Can you delay Social Security benefits past FRA? Certainly, you can and quite a benefit as well. For each year past FRA that your delay, your benefit gains 8%. If your FRA is 66 and you wait until 70 (latest you can wait), your benefit has grown to $1320, permanently. It too will increase with COLA on a percentage basis.
How much can Social Security planning benefit you? It's a lot more than most people think.
Example: A couple has FRA benefits at age 66 of $2500 - each. If they start benefits at age 62, it is reduced by 25% to $1875 a month. Assuming he lives to age 85 and she live to 95 with 1.67% annual COLA, over their lifetime they would have received $1,676,334. If they delay starting SS benefits to age 70 with the 1.67% COLA and annual 8% increase (from age 66) would start benefits at $3,882 a month (each). With the same life span of 85 for him and 95 for her, over their lifetime they would have received $2,348,339. The difference - over $672,000!

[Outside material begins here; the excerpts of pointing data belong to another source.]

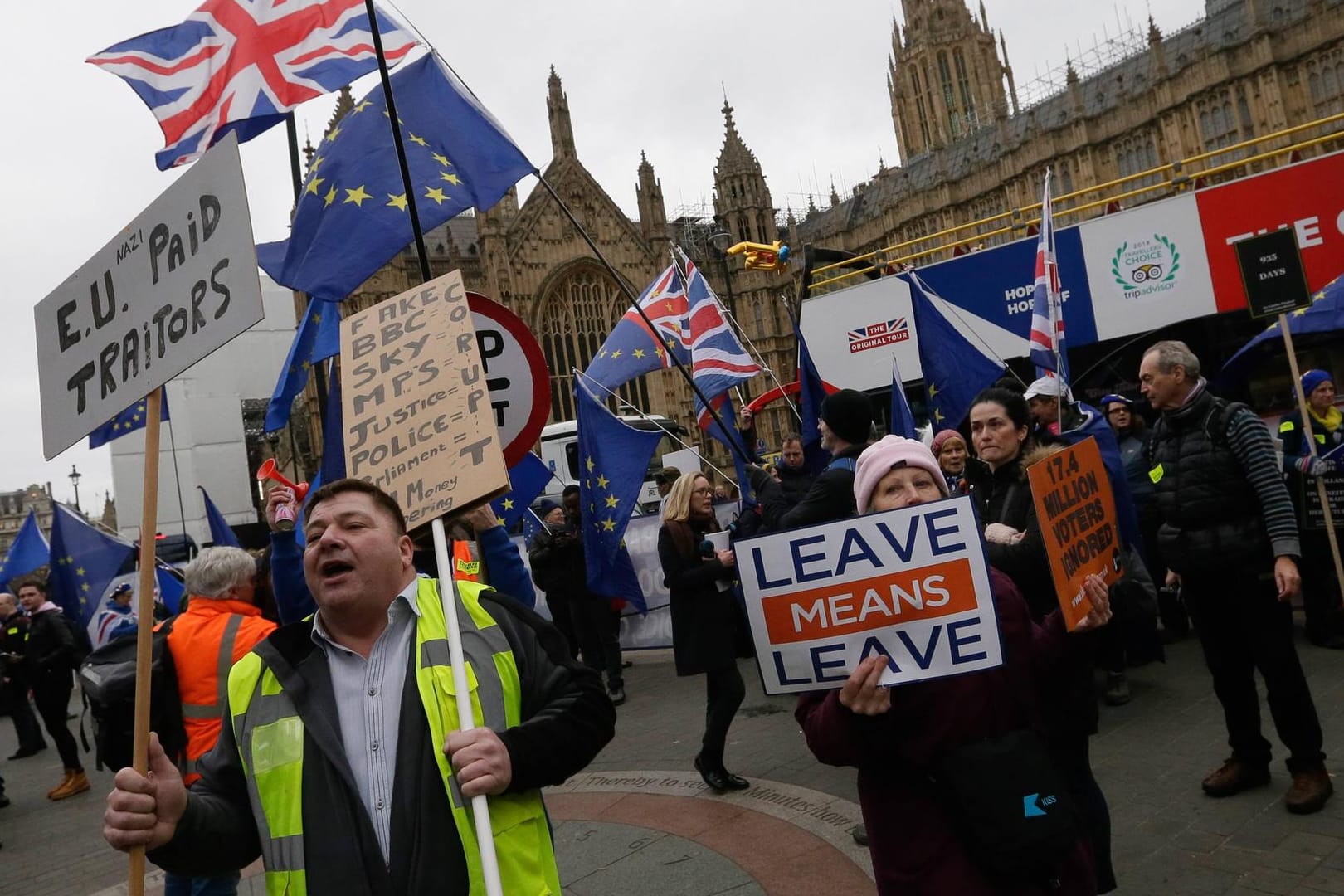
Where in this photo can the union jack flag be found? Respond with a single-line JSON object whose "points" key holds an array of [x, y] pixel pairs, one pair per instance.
{"points": [[242, 65], [1047, 309], [718, 360], [633, 349]]}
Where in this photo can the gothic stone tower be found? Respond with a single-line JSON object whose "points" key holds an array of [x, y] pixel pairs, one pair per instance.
{"points": [[945, 75]]}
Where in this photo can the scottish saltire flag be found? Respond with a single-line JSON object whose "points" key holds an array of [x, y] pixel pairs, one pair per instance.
{"points": [[316, 338], [528, 479], [1047, 306], [27, 551], [242, 65], [613, 460], [812, 392], [219, 529], [633, 349], [134, 418], [955, 371], [84, 561], [902, 418], [353, 214]]}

Let Franklin Chase Financial show you how a couple could extract income available to you by effective retirement income management.

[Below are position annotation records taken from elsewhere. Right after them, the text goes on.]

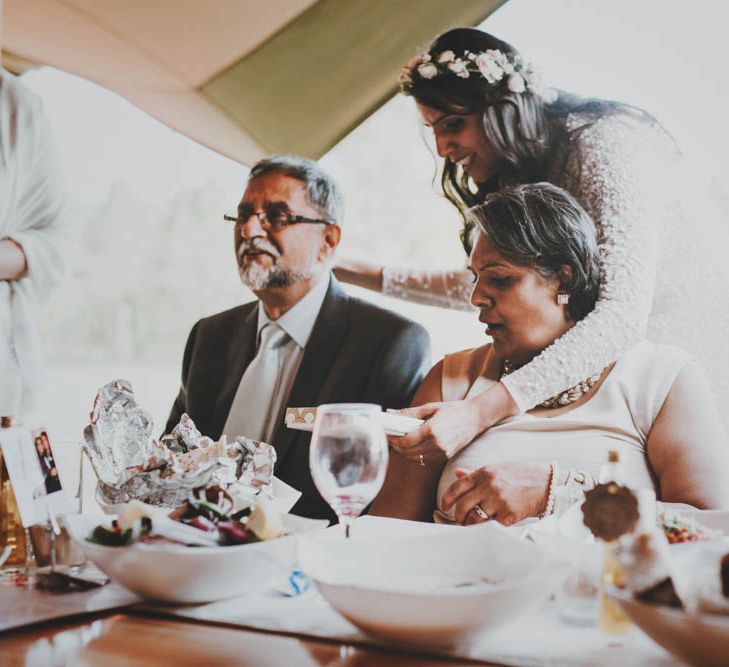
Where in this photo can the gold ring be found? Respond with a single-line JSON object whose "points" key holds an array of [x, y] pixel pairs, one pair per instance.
{"points": [[479, 511]]}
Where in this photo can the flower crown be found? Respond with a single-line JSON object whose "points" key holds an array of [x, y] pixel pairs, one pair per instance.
{"points": [[495, 66]]}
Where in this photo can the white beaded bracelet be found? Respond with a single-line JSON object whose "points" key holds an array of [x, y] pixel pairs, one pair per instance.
{"points": [[553, 474]]}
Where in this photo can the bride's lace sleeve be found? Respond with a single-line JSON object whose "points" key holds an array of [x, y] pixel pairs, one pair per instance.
{"points": [[614, 170], [447, 289]]}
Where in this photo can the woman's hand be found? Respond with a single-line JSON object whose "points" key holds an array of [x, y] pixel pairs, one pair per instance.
{"points": [[452, 425], [507, 492], [360, 273]]}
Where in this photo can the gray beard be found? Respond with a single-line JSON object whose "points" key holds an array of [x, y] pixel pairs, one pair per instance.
{"points": [[258, 278]]}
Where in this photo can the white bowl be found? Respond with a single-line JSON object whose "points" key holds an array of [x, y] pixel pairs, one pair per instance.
{"points": [[181, 574], [699, 639], [713, 519], [407, 590]]}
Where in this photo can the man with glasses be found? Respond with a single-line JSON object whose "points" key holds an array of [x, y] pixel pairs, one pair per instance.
{"points": [[305, 341]]}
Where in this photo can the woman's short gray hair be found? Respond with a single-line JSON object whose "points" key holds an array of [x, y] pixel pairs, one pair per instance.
{"points": [[322, 192], [543, 227]]}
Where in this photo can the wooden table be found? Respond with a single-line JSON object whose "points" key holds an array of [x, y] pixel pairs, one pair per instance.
{"points": [[134, 639]]}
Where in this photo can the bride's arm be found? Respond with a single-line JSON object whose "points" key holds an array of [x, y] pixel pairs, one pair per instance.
{"points": [[443, 288], [688, 447]]}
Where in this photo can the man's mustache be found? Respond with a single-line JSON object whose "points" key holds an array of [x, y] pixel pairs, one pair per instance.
{"points": [[258, 245]]}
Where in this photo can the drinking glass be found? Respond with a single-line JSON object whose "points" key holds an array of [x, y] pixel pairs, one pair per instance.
{"points": [[348, 457]]}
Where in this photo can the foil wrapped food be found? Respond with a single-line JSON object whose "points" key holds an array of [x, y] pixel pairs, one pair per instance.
{"points": [[131, 465]]}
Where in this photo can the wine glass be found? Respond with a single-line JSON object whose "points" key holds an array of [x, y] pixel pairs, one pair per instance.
{"points": [[348, 457]]}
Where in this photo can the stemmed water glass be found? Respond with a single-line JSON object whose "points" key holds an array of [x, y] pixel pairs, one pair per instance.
{"points": [[348, 457]]}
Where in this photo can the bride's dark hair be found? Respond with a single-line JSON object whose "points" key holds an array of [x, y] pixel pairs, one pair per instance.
{"points": [[522, 128]]}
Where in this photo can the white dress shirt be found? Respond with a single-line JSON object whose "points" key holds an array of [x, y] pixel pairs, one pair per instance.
{"points": [[298, 323]]}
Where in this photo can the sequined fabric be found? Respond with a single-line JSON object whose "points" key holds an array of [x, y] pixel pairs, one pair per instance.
{"points": [[662, 253]]}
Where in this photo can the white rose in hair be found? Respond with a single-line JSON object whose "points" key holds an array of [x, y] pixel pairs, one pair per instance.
{"points": [[489, 68], [516, 83], [427, 70], [459, 68], [535, 82]]}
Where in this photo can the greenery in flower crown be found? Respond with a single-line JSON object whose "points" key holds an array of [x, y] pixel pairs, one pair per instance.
{"points": [[495, 66]]}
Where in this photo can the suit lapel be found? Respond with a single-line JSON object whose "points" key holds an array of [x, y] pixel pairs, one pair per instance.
{"points": [[240, 353], [319, 356]]}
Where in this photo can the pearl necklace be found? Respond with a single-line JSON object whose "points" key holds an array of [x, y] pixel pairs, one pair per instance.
{"points": [[566, 397]]}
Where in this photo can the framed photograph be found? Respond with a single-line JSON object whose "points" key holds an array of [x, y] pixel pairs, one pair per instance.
{"points": [[33, 474]]}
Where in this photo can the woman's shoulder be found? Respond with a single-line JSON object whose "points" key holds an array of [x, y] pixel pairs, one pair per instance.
{"points": [[645, 375], [462, 369]]}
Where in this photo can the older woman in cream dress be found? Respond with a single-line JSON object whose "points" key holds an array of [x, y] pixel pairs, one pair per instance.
{"points": [[537, 275]]}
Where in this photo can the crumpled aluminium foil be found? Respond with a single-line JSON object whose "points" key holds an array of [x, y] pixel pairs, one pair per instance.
{"points": [[130, 464]]}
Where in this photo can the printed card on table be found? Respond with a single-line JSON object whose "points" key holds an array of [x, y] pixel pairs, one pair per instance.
{"points": [[302, 419], [33, 474]]}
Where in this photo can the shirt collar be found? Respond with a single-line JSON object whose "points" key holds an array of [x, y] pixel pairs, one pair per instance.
{"points": [[298, 322]]}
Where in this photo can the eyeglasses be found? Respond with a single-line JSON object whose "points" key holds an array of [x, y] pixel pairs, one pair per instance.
{"points": [[274, 219]]}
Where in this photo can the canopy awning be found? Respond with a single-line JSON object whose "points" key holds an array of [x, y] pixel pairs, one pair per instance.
{"points": [[244, 77]]}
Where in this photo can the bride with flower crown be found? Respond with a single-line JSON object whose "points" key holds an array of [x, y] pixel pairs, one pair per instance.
{"points": [[664, 274]]}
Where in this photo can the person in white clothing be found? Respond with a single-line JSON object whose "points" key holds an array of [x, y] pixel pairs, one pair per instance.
{"points": [[661, 249], [536, 268], [35, 240]]}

Social Security & Income Taxes
Depending on your taxable income during retirement up to 85% of your Social Security benefit is taxable at the Federal level. Presently, North Carolina does NOT tax Social Security benefits.
Is that worthwhile to see a professional who can design a program for you?
The Hidden Spoiler - Sequence of Returns
While one is accumulating funds for retirement, ups and downs are part of the process. While we seek to minimize the downs, time is on our side to recover and we have the opportunity to make more investment buys when prices are lower, getting stocks/mutual funds on sale can be a very good thing.
Once you retire, downturns have greater impact on your retirement balance as you are taking funds out. Selling low and not replacing leaves little room for comeback. Managing risk is more critical during the withdrawal phase - mismanaging during this tine could lead to early depletion of your nest egg.
The above chart depicts 3 different withdrawal sequences of returns: Mrs. Doe (front loaded positive returns), Mr. White (front loaded negative returns) and Mr. Rush (level returns). Since no once ensure any particular sequence it's important to manage the portfolio and other retirement assets in an effort to lengthen the duration of funds available. An interesting note, had you started with the $1,000,000 as shown and made NO additions or withdrawals, regardless of sequence, the ending balance for for Mrs. Doe, Mr. white and Mr. Rush would have been the same.